The shocking encounter unfolded on Wednesday, while Wilkinson was traversing the waters off the coast of Ballina near Sharpes Beach.
“I was … just cruising on my own and I heard a splash and a noise and looked around and couldn’t see anything,” Wilkinson recalled in a statement. “Then the drone came down and told me that there was a dangerous shark in the area, return to the beach.”
As it turns out, the drone was operated by Surf Life Saving NSW as part of a partnership with the NSW Department of Primary Industries. In short, the drones are used to protect swimmers and alert lifeguards to any marine hazards, including sharks.
“I got to the shore feeling a bit weird, and the lifeguards showed me the footage, and I realized how close it came without knowing it was there. It looks like it’s going for my leg, and it’s changed its mind,” Wilkinson stated.
"It’s nice to know the drones go up and down the beach and can see what we can’t, and it makes you feel more comfortable.
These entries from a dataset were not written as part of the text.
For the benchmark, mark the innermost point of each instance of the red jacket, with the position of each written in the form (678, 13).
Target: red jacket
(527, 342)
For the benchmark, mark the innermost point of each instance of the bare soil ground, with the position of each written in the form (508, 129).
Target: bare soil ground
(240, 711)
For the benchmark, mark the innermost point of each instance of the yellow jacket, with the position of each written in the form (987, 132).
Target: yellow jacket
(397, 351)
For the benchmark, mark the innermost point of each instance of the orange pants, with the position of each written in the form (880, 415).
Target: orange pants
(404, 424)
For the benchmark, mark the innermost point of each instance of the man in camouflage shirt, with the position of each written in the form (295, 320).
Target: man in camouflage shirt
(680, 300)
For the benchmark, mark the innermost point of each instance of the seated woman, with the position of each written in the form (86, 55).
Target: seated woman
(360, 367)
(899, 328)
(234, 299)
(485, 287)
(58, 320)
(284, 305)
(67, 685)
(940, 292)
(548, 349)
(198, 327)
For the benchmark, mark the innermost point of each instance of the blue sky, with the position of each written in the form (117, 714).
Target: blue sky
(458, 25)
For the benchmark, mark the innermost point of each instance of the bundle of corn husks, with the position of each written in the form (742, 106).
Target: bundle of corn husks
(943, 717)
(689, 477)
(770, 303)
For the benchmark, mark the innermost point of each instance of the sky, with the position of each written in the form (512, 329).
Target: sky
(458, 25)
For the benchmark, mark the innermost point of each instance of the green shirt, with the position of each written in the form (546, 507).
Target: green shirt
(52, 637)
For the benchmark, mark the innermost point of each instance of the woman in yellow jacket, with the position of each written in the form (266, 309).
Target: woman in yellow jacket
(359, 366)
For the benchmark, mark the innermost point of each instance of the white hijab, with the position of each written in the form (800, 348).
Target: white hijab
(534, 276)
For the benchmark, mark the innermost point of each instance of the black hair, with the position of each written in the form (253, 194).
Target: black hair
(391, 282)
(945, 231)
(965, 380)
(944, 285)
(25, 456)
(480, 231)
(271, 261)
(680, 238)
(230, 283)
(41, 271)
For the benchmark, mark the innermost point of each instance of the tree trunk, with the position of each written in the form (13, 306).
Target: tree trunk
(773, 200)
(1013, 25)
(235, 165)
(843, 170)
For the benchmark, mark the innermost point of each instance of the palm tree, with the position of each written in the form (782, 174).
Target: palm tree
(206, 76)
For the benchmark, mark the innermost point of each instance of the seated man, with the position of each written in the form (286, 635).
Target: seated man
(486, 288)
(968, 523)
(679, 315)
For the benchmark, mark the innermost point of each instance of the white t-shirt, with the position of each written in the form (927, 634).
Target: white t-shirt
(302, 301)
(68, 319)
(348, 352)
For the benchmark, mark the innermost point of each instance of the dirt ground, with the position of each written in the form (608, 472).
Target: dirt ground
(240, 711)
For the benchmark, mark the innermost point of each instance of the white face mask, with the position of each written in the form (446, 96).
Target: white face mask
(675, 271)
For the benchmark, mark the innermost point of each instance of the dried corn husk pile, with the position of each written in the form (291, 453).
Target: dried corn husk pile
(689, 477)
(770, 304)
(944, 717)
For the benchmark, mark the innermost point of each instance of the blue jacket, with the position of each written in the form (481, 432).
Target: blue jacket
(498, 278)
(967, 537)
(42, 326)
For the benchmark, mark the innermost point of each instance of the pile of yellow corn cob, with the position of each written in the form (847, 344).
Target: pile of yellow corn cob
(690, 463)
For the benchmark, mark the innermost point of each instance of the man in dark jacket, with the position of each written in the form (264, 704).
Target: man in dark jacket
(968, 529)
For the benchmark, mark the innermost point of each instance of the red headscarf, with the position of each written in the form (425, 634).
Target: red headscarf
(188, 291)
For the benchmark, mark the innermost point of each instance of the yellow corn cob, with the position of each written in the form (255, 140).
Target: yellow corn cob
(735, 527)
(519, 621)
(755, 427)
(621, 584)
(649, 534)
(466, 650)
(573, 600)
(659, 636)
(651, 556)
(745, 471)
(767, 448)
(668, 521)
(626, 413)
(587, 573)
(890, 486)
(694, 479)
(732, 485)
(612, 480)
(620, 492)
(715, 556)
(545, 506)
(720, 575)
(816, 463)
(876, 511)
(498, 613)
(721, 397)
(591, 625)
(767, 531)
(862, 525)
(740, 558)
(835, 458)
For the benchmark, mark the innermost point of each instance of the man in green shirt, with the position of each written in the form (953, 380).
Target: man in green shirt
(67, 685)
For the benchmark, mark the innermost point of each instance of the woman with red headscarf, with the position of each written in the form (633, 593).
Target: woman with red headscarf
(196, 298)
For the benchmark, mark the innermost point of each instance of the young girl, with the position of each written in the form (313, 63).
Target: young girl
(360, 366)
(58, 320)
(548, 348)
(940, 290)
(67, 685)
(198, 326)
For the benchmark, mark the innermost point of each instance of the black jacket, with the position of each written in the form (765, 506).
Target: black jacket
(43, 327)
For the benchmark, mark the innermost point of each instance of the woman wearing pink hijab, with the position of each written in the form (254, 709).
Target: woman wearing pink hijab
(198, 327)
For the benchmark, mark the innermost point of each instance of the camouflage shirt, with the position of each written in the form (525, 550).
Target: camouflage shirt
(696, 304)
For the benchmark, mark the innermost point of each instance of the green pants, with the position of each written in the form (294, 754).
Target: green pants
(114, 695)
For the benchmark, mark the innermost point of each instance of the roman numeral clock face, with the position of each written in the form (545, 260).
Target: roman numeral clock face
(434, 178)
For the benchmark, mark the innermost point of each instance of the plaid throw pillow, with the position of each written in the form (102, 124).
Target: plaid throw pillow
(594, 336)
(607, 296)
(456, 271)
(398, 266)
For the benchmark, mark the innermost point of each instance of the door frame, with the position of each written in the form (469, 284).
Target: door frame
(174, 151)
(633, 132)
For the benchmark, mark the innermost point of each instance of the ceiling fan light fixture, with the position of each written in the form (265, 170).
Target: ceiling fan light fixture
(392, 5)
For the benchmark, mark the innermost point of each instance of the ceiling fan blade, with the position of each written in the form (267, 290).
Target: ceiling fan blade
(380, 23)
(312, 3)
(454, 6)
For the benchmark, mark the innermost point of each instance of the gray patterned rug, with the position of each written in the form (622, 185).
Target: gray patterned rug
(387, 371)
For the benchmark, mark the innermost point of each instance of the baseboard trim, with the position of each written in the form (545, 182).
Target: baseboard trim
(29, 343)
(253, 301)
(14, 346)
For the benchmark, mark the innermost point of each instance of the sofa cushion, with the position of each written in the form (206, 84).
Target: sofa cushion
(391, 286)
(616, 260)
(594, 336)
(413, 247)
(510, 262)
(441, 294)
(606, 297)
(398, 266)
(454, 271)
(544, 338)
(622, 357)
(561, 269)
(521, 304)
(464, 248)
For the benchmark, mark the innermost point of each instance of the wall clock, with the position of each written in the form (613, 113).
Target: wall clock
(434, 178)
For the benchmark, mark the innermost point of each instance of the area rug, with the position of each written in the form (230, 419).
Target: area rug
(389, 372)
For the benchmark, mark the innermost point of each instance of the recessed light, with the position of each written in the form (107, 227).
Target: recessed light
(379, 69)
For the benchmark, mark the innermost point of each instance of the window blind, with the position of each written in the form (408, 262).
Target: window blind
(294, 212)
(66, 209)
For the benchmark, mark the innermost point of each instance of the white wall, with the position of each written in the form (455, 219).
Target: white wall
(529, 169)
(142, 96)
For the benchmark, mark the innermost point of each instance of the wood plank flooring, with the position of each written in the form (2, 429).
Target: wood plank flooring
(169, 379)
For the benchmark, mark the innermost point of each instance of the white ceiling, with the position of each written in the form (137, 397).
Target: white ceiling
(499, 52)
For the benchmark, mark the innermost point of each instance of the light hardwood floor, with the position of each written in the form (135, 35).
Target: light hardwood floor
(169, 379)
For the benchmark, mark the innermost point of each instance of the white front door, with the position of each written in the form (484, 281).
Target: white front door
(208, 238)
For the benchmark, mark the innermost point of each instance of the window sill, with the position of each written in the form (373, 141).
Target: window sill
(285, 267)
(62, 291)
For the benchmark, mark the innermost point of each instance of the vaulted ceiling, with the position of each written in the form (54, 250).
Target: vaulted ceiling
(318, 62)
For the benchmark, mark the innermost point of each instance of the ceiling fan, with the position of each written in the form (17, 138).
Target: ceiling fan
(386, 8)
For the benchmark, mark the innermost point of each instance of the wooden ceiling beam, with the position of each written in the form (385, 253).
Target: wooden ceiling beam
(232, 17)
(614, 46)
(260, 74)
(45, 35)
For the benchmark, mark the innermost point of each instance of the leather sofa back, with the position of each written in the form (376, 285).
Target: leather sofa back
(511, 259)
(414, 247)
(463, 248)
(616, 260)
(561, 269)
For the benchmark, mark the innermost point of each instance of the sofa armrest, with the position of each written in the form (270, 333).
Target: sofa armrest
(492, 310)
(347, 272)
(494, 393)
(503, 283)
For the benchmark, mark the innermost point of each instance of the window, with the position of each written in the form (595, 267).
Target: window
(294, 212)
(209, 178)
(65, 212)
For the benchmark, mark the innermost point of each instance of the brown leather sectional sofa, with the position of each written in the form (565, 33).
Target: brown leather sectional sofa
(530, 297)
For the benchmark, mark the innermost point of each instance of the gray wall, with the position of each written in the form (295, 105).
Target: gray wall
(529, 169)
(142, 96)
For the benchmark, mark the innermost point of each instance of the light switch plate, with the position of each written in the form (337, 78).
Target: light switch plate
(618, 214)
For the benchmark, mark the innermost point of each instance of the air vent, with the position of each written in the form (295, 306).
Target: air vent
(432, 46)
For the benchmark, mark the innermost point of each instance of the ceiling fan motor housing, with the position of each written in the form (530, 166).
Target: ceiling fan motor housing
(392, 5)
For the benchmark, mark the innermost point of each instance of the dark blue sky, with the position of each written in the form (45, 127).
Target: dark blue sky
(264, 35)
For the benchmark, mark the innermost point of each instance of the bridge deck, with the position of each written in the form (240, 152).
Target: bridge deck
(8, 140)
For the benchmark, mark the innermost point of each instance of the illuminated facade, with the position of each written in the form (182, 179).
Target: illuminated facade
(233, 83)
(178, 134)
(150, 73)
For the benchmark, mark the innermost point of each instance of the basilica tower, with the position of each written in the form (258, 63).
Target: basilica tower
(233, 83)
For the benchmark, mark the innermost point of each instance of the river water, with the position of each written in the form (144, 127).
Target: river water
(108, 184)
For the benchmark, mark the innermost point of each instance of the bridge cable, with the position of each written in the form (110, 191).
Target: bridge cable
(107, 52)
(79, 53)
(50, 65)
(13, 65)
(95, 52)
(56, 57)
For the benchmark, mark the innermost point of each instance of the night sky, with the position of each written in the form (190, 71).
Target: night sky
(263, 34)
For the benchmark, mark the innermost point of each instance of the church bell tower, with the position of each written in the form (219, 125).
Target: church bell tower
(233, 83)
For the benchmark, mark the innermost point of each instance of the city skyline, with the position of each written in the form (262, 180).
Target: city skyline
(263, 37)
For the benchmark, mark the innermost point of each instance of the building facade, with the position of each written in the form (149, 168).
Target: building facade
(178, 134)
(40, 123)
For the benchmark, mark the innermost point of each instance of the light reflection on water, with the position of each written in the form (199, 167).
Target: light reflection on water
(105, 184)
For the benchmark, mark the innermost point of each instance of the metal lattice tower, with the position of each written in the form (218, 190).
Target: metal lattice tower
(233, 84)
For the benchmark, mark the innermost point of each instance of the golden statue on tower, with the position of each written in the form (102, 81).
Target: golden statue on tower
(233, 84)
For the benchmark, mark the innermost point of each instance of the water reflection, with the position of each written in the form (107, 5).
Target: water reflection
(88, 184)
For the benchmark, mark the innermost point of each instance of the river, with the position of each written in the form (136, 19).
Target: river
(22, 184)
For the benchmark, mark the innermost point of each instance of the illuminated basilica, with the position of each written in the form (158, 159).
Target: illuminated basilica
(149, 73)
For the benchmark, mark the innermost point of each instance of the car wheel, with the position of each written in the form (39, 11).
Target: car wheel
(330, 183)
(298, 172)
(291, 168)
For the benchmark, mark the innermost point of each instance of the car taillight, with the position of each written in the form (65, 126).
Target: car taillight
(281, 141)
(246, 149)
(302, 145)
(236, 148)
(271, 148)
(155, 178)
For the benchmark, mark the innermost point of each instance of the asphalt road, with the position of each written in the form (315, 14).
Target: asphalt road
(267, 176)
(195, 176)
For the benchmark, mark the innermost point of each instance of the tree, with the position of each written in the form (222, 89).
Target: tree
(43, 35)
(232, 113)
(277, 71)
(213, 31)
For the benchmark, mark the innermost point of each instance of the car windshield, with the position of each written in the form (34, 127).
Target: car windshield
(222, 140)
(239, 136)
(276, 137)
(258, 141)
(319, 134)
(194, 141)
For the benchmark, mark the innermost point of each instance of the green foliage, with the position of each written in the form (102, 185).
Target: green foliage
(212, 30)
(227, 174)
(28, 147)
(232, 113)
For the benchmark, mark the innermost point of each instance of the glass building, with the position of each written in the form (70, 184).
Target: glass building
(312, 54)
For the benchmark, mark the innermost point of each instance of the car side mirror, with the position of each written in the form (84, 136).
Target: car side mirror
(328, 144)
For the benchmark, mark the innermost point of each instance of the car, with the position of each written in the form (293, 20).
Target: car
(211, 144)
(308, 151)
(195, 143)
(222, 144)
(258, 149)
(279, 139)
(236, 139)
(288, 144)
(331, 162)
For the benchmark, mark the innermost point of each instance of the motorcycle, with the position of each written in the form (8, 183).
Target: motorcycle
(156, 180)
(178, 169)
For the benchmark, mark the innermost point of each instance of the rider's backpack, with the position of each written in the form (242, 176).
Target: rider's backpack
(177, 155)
It makes other people aware that there are sharks out there but usually with no intention.”
Beau Monks, the drone’s operator, noted that the roughly 5-foot great white shark was spotted during his seventh flight of the day and had “sort of came out of nowhere.”
“It moved pretty fast,” Monks said in a statement. “I was tracking it and notified the lifeguards and used the speaker on the drone to get everyone out of the water. Within 10 seconds, it was at the surfer, and five seconds later it was gone.”
After the close encounter, the beach was completely evacuated and closed until the following day.
According to Surf Life Saving NSW CEO Steve Pearce, drones are the favored form of aerial surveillance for the monitoring program, especially since they’re preferred by locals and “they have proven themselves to be cheaper and more effective than helicopters.”
At present, the drones are used to monitor marine happenings at 34 beaches in New South Wales as part of the Aussie state’s $8 million initiative.